Bob sensed rather than felt a soft tissue sweep up the sweat that threatened to dribble off his chin. Used to distractions Bob ignored the gesture until he was satisfied with his last frame. At events there was always a camera buff or even the odd harmless nutter intent on chatting while he was working. Bob was normally happy to take well-intentioned advice with equanimity or even give some tips when occasionally asked but tonight he was more interested in the animated discussion on stage, so he made sure not to look round and be distracted into some half-arsed conversation. The two women were in fine form and the audience invited to participate applauded with delight, lapping up the repartee as each question was fielded with intellect and good humour. Bob, feeling energised again felt more than saw the arm being raised on his left. Pria Adams nodded towards Bob’s side of the theatre.
‘This is a question for Tara,’ said a softly melodic woman’s voice that made Bob’s neck shiver, sending tingles down his spine.

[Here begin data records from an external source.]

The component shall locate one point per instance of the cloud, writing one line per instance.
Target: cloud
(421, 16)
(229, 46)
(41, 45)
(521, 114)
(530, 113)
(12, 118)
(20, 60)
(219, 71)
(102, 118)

What the fuck was up with him today? Maybe it had been too long between women and his pot was beginning to boil over.
As Tara Anderson looked over, the person on Bob’s left began to speak again.
‘Tara, in your book ‘Things to Come’, you covered your own experiences with precognitive dreaming. Can you tell us of any new developments now we’re a few years on?’
As the question was fielded by Tara, Bob turned just enough to see a mass of black, lustrous hair. His skin prickled. It was her. From that moment on Delaney heard only snippets of the discussion as Tara encapsulated how her life had changed since the publication of her fascinating book. All too soon the audience was clapping in appreciation as Anderson and Adams left the stage. Before the applause had finished Bob had turned to the woman seated next to him and, meeting her open, honest stare, asked her to marry him.